Running a Vauxhall Vivaro-e as my daily/adventure van and I've been obsessing over whether I can meaningfully top up the traction battery from my leisure setup whilst off-grid. Current build: 400Ah of Fogstar Drift LiFePO4, 600W of Renogy panels on the roof, and a Victron Multiplus-II 3000VA inverter. On a decent summer day in the UK I'm pulling around 2.5–2.8kWh by early afternoon — enough to run the van comfortably but not exactly a fast charger.
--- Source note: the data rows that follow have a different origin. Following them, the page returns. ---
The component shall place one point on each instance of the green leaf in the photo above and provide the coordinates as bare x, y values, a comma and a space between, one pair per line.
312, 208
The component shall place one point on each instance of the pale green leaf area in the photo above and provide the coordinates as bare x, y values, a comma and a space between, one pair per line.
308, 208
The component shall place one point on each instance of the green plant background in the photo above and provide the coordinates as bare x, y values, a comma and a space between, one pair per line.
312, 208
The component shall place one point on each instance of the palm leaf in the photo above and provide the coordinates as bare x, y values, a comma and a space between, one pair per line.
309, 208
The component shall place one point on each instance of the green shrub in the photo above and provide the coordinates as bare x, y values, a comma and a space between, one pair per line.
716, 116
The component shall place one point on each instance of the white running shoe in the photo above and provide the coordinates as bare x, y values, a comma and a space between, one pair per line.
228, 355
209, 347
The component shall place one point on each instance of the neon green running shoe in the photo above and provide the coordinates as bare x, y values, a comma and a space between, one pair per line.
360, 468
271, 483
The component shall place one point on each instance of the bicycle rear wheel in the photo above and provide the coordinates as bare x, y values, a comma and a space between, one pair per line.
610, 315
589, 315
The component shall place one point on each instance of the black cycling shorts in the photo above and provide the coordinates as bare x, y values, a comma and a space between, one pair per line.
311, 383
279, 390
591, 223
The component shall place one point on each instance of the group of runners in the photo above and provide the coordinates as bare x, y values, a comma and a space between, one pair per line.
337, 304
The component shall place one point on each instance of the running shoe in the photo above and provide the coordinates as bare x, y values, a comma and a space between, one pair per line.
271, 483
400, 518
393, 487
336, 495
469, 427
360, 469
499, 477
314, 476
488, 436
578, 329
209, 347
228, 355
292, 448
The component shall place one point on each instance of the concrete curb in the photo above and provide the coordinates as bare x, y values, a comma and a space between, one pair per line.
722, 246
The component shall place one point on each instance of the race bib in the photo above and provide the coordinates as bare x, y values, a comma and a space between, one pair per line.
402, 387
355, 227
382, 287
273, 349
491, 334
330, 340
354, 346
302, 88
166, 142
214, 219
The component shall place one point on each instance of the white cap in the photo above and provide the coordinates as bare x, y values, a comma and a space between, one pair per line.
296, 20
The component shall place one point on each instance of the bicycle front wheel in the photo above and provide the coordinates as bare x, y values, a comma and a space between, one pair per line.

The maths is the bit that hurts. The Vivaro-e's 75kWh (usable ~65kWh) pack is enormous relative to my leisure bank. Realistically I'm not trying to charge from 10% to 80% — I just want to recover maybe 8–12kWh overnight to extend range for the next day's drive. At 2.4kW continuous from the Multiplus into a Type 2 charge cable, that's roughly 4–5 hours, which is plausible if I'm disciplined about timing and solar has topped the leisure bank back up during the day.
The limiting factor I keep coming back to is Peukert losses and the stress on the Fogstar cells doing repeated deep cycles just to push amps into the traction battery. Has anyone actually stress-tested their leisure bank this way long-term? I'm also wondering whether a DC-DC approach (bypassing the inverter altogether) would be more efficient here, though I've not seen many people doing this on a Vivaro-e specifically.
Genuinely curious whether anyone on here has a similar dual-purpose setup or has crunched the cycle degradation numbers. Is this a brilliant idea or am I going to knacker a £1,400 battery bank inside two seasons?